Either someone acts as a Trustee in the sense of a neutral overseer of executive actions, without an executive role, or they take an executive role. People with executive roles often sit on Boards, as Treasurer or CEO, but it is inappropriate for them to act as Chairman, since there is then no longer any neutral oversight. For small organisations with funds of less than £/$50,000 these distinctions may not be practicable and are of no great concern but for a charity with £3M assets they are.

If Riley is crucial to the executive running of MEA he should not be chairman. If he is merely a neutral overseer there is no reason why someone else should not take the role after ten years.

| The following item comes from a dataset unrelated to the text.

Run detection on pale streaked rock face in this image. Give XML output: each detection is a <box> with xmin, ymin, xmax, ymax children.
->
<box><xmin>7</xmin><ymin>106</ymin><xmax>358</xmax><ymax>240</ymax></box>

I think what should happen is that Riley withdraws from the Board and continues whatever executive role he performs as a voluntary officer. The alternative is for a formal investigation to take lace, which may already have been triggered by enquiries made so far. I am not sure who is contacting whom but my impression is that the Charity Commission needs to be informed and may well have been by now.
 
This could have been minor alterations, like a formatting improvement before it was put online.

That makes sense, or just opened and re-saved as part of that process. So someone at MEA thought this was the right document in 2018. That leaves the question is to whether there is any other document hidden in a drawer at MEA that is what the 2014 meeting approved. If there is, it ought to have a creation history with a date later than March 11, 2014.